Dans cet essai complet et mordant, Mona Chollet aborde différents thèmes et paradoxes que l’on retrouve au quotidien dans nos vies de femmes. Le paradoxe d’une société qui met en avant le pouvoir de séduction de la femme libre de ses choix, qui assume un style « à elle » mais avec très peu de marge de manœuvre et seule une poignée d’opportunités… Paradoxe aussi de la femme à qui l’on demande d’être toujours soignée et pimpante, épilée de près, remise très rapidement d’une grossesse mais dont on va allègrement se plaindre du temps qu’elle passe dans la salle de bain…

À grand renfort d’articles et d’exemples piochés dans la presse féminine, le cinéma, les séries télévisées, l’auteure nous montre à quel point, contrairement à ce que l’on veut nous faire croire, nous sommes extrêmement conditionnées à aspirer à un certain idéal de beauté. Dès le plus jeune âge, il est question de concours de mini-miss, d’habiller nos filles avec des bodys imprimés « mignonne », « jolie », « amoureuse », quand du côté de nos garçons ce sera plutôt « fort », « déterminé », « vaillant »…

Elle développe un long chapitre sur l’injonction à être mince avec la représentation des femmes dans le paysage télévisuel, une véritable discrimination à l’embauche, les félicitations qui abondent à la moindre perte de poids ou encore le fameux « laisser-aller » qui caractérise péjorativement les quelques kilos « en trop ».

On réfléchit aussi au rôle des femmes dans la perpétuation de cette pensée unique, la cage dorée du monde de la beauté qui est le domaine de prédilection dans lequel les femmes sont particulièrement valorisées, occupent des postes importants (ou tiennent des blogs, chaînes YouTube de renom) et qui contribuent elles-mêmes à créer des normes restrictives et diktats auxquels se soumettre.

Mona Chollet aborde également de façon particulièrement juste et éloquente le sujet épineux de la chirurgie esthétique. Aider les femmes à se sentir mieux dans leur peau paraît bien sûr tout à fait louable mais au fil des pages on se rend compte une nouvelle fois que ce qui devrait être un choix intime et personnel est encouragé par la société dans laquelle nous vivons à force de couvertures de magazines, banalisation des effets délétères que peuvent causer une chirurgie, dichotomie corps/esprit…

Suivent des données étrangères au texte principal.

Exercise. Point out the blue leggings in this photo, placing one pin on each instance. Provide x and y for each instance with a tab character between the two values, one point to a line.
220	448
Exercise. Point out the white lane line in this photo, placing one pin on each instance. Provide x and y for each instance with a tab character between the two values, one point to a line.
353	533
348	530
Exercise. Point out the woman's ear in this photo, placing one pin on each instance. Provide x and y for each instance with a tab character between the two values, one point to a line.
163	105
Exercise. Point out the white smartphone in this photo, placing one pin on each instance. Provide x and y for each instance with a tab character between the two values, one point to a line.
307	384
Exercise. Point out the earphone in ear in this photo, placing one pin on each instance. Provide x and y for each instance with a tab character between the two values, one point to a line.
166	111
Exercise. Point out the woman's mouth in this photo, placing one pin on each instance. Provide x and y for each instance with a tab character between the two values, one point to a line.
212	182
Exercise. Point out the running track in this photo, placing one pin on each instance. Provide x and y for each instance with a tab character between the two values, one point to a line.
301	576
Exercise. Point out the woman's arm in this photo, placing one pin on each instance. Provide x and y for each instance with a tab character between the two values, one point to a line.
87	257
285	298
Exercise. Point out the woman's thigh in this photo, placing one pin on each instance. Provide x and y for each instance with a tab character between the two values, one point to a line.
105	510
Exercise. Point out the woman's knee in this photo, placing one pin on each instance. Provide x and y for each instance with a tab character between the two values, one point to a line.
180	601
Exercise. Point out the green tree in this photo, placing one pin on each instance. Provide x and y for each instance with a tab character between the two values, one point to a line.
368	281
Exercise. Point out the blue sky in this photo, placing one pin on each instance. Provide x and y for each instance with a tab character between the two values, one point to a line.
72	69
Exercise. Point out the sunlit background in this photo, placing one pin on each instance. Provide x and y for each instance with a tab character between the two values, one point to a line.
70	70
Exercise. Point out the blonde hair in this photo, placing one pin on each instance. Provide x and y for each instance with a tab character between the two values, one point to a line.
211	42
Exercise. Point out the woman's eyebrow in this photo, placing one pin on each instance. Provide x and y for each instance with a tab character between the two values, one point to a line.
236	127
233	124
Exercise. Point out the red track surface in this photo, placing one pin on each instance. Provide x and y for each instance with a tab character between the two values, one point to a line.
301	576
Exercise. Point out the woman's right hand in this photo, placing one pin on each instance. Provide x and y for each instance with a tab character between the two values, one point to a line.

Malgré les sept ans qui nous séparent de la parution du livre, il reste encore tristement d’actualité sur la majorité des sujets abordés, avec notamment l’affaire Polanski qui fait encore débat ces derniers jours avec la sortie toute récente de son dernier film en salles.

En bref, un essai très intéressant qui balaie différents sujets qui mériteraient un livre à eux seuls, comme notamment le racisme qu’il peut y avoir dans le monde de la mode et le peu de représentations qu’ont les femmes noires pour s’identifier, le désir de jeunesse éternelle, et bien sûr le fait de trop souvent mettre l’apparence d’une femme en avant en laissant de côté le reste.

Non, décidément, « il n’y a pas de mal à vouloir être belle ». Mais il serait peut-être temps de reconnaître qu’il n’y a aucun mal non plus à vouloir être.

Mona Chollet est également l’auteure de Chez soi paru en 2015 et Sorcières en 2018, ce dernier ayant fait l’objet d’un article sur Missives.